Gén 38:15 Y la vio Judá, y la tuvo por ramera, porque ella había cubierto su rostro.
Ramera designa aquí a una prostituta del culto. Esto demuestra la depravación tanto de Judá como del mundo que le rodeaba; no fue sólo un acto de fornicación, sino de idolatría.
Gén 38:16 Y se apartó del camino hacia ella, y le dijo: Déjame ahora llegarme a ti: pues no sabía que era su nuera; y ella dijo: ¿Qué me darás por llegarte a mí?
Gén 38:17 El respondió: Yo te enviaré del ganado un cabrito de las cabras. Y ella dijo: Dame una prenda hasta que lo envíes.
Gén 38:18 Entonces Judá dijo: ¿Qué prenda te daré? Ella respondió: Tu sello, tu cordón, y tu báculo que tienes en tu mano. Y él se los dio, y se llegó a ella, y ella concibió de él.
Un sello era una forma de identificación que se empleaba para autenticar los documentos legales. Por lo general era un diseño único tallado en piedra y montado en un anillo o collar que era inseparable de su dueño. Las personas ricas o de gran prestigio utilizaban sellos para imprimir marcas en el barro o en la cera como una especie de firma. Obviamente, ya que Tamar tenía el sello de Judá, podía probar que él había estado con ella.
Gén 38:19 Luego se levantó y se fue, y se quitó el velo de sobre sí, y se vistió las ropas de su viudez.
Gén 38:20 Y Judá envió el cabrito de las cabras por medio de su amigo el adulamita, para que éste recibiese la prenda de la mujer; pero no la halló.
Gén 38:21 Y preguntó a los hombres de aquel lugar, diciendo: ¿Dónde está la ramera de Enaim junto al camino? Y ellos le dijeron: No ha estado aquí ramera alguna.
Gén 38:22 Entonces él se volvió a Judá, y dijo: No la he hallado; y también los hombres del lugar dijeron: Aquí no ha estado ramera.
Gén 38:23 Y Judá dijo: Tómeselo para sí, para que no seamos menospreciados; he aquí yo he enviado este cabrito, y tú no la hallaste.
Menospreciados : Judá está irónicamente preocupado por su reputación.
¿Por qué esta historia parece adoptar un punto de vista liviano en cuanto a la prostitución? Las prostitutas eran comunes en las culturas paganas como la de Canaán. Las prostitutas públicas servían a las diosas cananeas y eran parte de los cultos religiosos.

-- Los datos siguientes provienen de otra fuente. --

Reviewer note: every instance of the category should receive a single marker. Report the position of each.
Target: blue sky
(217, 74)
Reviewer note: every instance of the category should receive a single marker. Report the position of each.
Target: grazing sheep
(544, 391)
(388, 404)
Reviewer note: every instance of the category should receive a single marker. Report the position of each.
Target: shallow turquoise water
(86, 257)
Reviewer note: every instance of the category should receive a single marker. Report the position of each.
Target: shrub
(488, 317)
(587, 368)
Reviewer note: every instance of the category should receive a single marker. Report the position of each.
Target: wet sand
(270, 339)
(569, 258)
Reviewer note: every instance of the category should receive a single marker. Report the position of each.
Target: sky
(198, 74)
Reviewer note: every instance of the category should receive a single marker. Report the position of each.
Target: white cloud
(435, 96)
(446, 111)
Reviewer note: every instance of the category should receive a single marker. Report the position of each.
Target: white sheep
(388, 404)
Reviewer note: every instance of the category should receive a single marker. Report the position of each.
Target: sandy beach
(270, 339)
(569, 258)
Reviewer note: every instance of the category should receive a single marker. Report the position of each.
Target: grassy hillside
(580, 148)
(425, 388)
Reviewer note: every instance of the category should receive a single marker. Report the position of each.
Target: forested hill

Se estimulaba la fornicación para que mejorara la fertilidad en las cosechas y el ganado. Eran más respetadas que las prostitutas privadas, a las que a veces se castigaba cuando las sorprendían. Tamar fue arrastrada a seducir a Judá por su deseo intenso de tener un hijo y ser la matriarca de la estirpe más antigua de Judá. A Judá lo arrastró su lujuria. Ninguno de los dos casos era justificable.
Gén 38:24 Sucedió que al cabo de unos tres meses fue dado aviso a Judá, diciendo: Tamar tu nuera ha fornicado, y ciertamente está encinta a causa de las fornicaciones. Y Judá dijo: Sacadla, y sea quemada.
Y sea quemada : Judá estaba usando una expresión legal. De nuevo, la Ley Mosaica incorporaría más tarde esta provisión anterior: muerte por fuego a la adúltera o, más comúnmente, por apedreamiento.
¿Por qué Judá fue tan liberal en su relación con una prostituta y, sin embargo, tan dispuesto a ejecutar a su nuera por ser una de ellas? Para entender esta aparente contradicción, debemos entender el lugar de la mujer en Canaán. La función principal de la mujer era dar a luz hijos que perpetuaran la línea familiar. Para asegurarse de que los hijos pertenecieran a su marido, se esperaba que la novia fuera virgen y que después de casados tuviera relaciones sólo con él. Si una esposa cometía adulterio, podría ser ejecutada. Algunas mujeres, sin embargo, no pertenecían a una familia. Podían ser prostitutas del santuario, que eran mantenidas por medio de las ofrendas, o prostitutas comunes mantenidas por los hombres que utilizaban sus servicios. Sus hijos no eran herederos de nadie, y los hombres que las contrataban no adulteraban la línea sanguínea de nadie.